Stress is a major health threat in today’s society. It causes a range of psychological problems like burnout, depression and anxiety. Even those who lead relatively relaxed lives constantly come into contact with stressed individuals. Whether at work or on television: someone is always experiencing stress, and this stress can affect the general environment in a physiologically quantifiable way through increased concentrations of the stress hormone cortisol.
“The fact that we could actually measure this empathic stress in the form of a significant hormone release was astonishing,” says Veronika Engert, one of the study’s first authors. This is particularly true considering that many studies experience difficulties to induce firsthand stress to begin with. The authors found that empathic stress reactions could be independent of (“vicarious stress”) or proportional to (“stress resonance”) the stress reactions of the actively stressed individuals. “There must be a transmission mechanism via which the target’s state can elicit a similar state in the observer down to the level of a hormonal stress response.“
During the stress test, the test subjects had to struggle with difficult mental arithmetic tasks and interviews, while two supposed behavioural analysts assessed their performance. Only five percent of the directly stressed test subjects managed to remain calm; the others displayed a physiologically significant increase in their cortisol levels.
In total, 26 percent of observers who were not directly exposed to any stress whatsoever also showed a significant increase in cortisol. The effect was particularly strong when observer and stressed individual were partners in a couple relationship (40 percent). However, even when watching a complete stranger, the stress was transmitted to ten percent of the observers. Accordingly, emotional closeness is a facilitator but not a necessary condition for the occurrence of empathic stress.
When the observers watched the events directly through a one-way mirror, 30 percent of them experienced a stress response. However, even presenting the stress test only virtually via video transmission was sufficient to significantly increase the cortisol levels of 24 percent of the observers. “This means that even television programmes depicting the suffering of other people can transmit that stress to viewers,” says Engert. “Stress has enormous contagion potential.”
Stress becomes a problem primarily when it is chronic. “A hormonal stress response has an evolutionary purpose, of course. When you are exposed to danger, you want your body to respond with an increase in cortisol,” explains Engert. “However, permanently elevated cortisol levels are not good. They have a negative impact on the immune system and neurotoxic properties in the long term.” Thus, individuals working as caregivers or the family members of chronically stressed individualshave an increased risk to suffer from the potentially harmful consequences of empathic stress. Anyone who is confronted with the suffering and stress of another person, particularly when sustained, has a higher risk of being affected by it themselves.
The results of the study also debunked a common prejudice: men and women actually experience empathic stress reactions with equal frequency. “In surveys however, women tend to assess themselves as being more empathic compared to  men’s self-assessments. This self-perception does not seem to hold if probed by implicit measures”
Future studies are intended to reveal exactly how the stress is transmitted and what can be done to reduce its potentially negative influence on society.

Your stress is my stress

Stress is contagious. Observing another person in a stressful situation can be enough to make our own bodies release the stress hormone cortisol. This is the conclusion reached by scientists involved in a large-scale cooperation project between the departments of Tania Singer at the Max Planck Institute for Cognitive and Brain Sciences in Leipzig and Clemens Kirschbaum at the Technische Universität Dresden. Empathic stress arose primarily when the observer and stressed individual were partners in a couple relationship and the stressful situation could be directly observed through a one-way mirror. However, even the observation of stressed strangers via video transmission was enough to put some people on red alert. In our stress-ridden society, empathic stress is a phenomenon that should not be ignored by the health care system.

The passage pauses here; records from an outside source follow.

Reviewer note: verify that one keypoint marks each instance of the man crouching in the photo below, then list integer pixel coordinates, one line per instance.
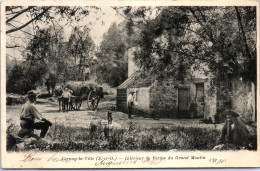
(27, 119)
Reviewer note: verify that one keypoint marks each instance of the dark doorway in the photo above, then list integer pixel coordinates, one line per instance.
(199, 100)
(183, 102)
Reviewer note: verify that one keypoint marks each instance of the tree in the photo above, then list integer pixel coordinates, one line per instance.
(41, 14)
(80, 47)
(112, 67)
(223, 38)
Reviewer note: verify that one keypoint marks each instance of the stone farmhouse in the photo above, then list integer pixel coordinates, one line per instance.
(192, 99)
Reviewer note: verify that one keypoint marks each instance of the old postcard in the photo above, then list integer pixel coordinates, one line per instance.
(129, 84)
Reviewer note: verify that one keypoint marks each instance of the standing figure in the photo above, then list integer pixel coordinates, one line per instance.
(234, 130)
(130, 103)
(109, 117)
(66, 95)
(27, 119)
(48, 84)
(86, 73)
(52, 83)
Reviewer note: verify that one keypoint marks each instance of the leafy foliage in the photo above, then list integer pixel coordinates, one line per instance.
(112, 66)
(176, 39)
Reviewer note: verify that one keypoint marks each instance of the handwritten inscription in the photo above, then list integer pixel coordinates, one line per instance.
(113, 161)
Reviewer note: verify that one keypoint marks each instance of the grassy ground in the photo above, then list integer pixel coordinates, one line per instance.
(87, 131)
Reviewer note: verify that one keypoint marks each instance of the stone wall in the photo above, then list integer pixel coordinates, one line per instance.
(243, 98)
(142, 98)
(210, 101)
(164, 99)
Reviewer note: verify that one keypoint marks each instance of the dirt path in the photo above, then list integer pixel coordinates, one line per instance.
(83, 117)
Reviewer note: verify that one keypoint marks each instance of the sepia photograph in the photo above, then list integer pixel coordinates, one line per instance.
(130, 81)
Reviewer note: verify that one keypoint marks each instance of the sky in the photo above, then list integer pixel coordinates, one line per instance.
(98, 22)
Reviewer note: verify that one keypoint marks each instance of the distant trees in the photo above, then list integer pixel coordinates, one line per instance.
(174, 38)
(48, 55)
(112, 66)
(81, 49)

Stress is a major health threat in today’s society. It causes a range of psychological problems like burnout, depression and anxiety. Even those who lead relatively relaxed lives constantly come into contact with stressed individuals. Whether at work or on television: someone is always experiencing stress, and this stress can affect the general environment in a physiologically quantifiable way through increased concentrations of the stress hormone cortisol.

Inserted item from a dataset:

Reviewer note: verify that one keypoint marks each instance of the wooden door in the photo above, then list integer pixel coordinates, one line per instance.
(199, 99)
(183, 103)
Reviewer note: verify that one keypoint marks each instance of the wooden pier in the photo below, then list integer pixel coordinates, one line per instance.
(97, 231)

“The fact that we could actually measure this empathic stress in the form of a significant hormone release was astonishing,” says Veronika Engert, one of the study’s first authors. This is particularly true considering that many studies experience difficulties to induce firsthand stress to begin with. The authors found that empathic stress reactions could be independent of (“vicarious stress”) or proportional to (“stress resonance”) the stress reactions of the actively stressed individuals. “There must be a transmission mechanism via which the target’s state can elicit a similar state in the observer down to the level of a hormonal stress response.“

During the stress test, the test subjects had to struggle with difficult mental arithmetic tasks and interviews, while two supposed behavioural analysts assessed their performance. Only five percent of the directly stressed test subjects managed to remain calm; the others displayed a physiologically significant increase in their cortisol levels.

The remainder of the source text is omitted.